Neural Networks from Scratch

For my CS 499 independent study, I implemented a neural network engine using only NumPy. The goal was to understand the fundamentals without relying on frameworks like PyTorch or TensorFlow.

A neural network consists of layers of neurons. Each neuron computes a weighted sum of its inputs, adds a bias, and applies an activation function. Forward propagation computes the network output by passing input through each layer sequentially. I represented layers as matrices of weights and vectors of biases.

Activation functions introduce non-linearity. I implemented sigmoid, tanh, ReLU, and softmax. Sigmoid squashes values between 0 and 1. ReLU is zero for negative inputs and the identity for positive inputs. Softmax converts a vector of numbers into probabilities that sum to one.

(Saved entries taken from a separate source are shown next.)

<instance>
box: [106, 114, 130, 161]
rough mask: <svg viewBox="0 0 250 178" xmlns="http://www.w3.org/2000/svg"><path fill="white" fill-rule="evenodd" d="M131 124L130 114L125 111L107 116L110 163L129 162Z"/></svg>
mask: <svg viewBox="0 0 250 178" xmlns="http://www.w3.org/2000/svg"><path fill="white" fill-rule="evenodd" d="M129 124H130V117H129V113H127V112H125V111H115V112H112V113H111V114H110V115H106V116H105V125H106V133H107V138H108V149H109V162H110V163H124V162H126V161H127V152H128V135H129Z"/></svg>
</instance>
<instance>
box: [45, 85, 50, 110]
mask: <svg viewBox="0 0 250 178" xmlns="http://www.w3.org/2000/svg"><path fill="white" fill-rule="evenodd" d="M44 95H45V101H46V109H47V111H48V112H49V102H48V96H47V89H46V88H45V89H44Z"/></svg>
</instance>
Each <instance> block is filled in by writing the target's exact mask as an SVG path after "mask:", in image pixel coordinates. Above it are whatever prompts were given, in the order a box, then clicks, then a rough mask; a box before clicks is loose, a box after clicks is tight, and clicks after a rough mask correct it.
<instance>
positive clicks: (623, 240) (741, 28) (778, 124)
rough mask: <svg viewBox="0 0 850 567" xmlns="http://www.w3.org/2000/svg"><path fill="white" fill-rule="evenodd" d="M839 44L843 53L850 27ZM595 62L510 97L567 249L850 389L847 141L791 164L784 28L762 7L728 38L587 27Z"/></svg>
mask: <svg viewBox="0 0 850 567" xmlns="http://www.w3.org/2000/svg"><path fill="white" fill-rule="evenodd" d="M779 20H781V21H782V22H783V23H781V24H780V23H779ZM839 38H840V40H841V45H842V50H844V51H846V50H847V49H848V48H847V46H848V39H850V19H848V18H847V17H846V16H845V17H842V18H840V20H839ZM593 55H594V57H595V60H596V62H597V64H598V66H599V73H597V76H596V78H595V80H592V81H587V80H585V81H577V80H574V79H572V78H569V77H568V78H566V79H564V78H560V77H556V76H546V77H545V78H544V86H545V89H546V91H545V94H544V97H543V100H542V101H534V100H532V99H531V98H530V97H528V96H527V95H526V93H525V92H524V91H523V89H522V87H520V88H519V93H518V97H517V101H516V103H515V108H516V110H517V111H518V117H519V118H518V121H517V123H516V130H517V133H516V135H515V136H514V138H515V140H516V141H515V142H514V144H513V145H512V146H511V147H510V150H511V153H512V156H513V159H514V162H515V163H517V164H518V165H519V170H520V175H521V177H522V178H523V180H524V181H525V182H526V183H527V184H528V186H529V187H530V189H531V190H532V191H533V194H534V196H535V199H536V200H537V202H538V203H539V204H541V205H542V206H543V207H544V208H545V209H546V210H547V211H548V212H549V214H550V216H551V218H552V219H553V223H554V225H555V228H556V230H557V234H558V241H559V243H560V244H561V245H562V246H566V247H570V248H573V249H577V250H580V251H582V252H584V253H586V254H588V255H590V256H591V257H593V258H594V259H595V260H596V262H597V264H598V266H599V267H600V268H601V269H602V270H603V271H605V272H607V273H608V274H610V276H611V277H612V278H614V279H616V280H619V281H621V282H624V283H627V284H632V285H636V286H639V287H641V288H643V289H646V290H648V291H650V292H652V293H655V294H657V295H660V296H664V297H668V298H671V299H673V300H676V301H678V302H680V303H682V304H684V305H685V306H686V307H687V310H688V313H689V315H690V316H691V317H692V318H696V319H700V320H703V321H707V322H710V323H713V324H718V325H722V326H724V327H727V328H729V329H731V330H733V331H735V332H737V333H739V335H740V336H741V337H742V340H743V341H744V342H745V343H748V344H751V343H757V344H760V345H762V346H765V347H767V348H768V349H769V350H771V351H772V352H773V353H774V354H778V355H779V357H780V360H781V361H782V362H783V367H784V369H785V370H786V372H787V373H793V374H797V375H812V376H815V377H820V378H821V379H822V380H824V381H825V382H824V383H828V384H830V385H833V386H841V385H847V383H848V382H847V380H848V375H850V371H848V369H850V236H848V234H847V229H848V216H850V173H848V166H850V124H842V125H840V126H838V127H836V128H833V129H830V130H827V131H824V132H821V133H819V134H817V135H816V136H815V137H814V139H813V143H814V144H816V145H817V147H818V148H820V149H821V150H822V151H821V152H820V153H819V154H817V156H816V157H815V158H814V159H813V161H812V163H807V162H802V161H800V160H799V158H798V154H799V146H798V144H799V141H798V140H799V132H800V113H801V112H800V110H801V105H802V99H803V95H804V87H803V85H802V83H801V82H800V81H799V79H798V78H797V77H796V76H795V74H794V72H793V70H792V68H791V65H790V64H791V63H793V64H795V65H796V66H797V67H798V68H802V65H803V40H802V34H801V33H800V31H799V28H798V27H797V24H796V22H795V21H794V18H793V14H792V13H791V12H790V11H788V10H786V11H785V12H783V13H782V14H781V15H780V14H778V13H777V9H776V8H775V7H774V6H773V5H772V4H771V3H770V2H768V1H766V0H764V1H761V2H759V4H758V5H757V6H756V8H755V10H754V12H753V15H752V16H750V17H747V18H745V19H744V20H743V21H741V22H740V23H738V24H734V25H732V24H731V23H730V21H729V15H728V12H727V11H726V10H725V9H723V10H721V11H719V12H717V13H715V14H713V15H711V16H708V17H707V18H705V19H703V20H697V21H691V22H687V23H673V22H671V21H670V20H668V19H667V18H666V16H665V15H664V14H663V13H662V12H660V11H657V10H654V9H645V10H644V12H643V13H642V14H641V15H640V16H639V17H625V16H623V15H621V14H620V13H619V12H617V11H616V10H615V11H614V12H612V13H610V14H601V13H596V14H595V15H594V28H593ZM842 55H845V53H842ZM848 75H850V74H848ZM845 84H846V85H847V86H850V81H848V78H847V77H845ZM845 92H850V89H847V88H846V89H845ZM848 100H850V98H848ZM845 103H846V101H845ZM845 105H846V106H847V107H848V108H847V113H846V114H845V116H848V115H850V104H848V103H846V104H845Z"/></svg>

Training requires backpropagation - computing gradients of the loss with respect to each parameter using the chain rule. The chain rule states that the derivative of a composition is the product of derivatives. For a multi-layer network, gradients propagate backward from the output layer to the input layer.

Loss functions measure how far the network’s predictions are from the true values. Mean squared error is common for regression. Cross-entropy loss is used for classification. The optimizer updates weights using the gradients - stochastic gradient descent is simple, while Adam adds momentum and adaptive learning rates.

Vectorization is critical for performance. Instead of looping over examples, I compute operations on entire matrices at once. NumPy’s broadcasting rules handle different shapes automatically. This makes Python code run fast because the heavy lifting happens in optimized C libraries.

I implemented feedforward networks for classification, convolutional neural networks (CNNs) for images, and recurrent neural networks (RNNs) for sequences. CNNs use convolutional layers that slide filters over the input, detecting features at different positions. RNNs maintain hidden state that carries information across time steps.

Training without GPU acceleration is slow, but it forces you to understand the computational cost of each operation. Every matrix multiplication, every activation function call, every gradient computation adds up. This understanding helps when using frameworks - you know what operations are expensive and which optimizations matter.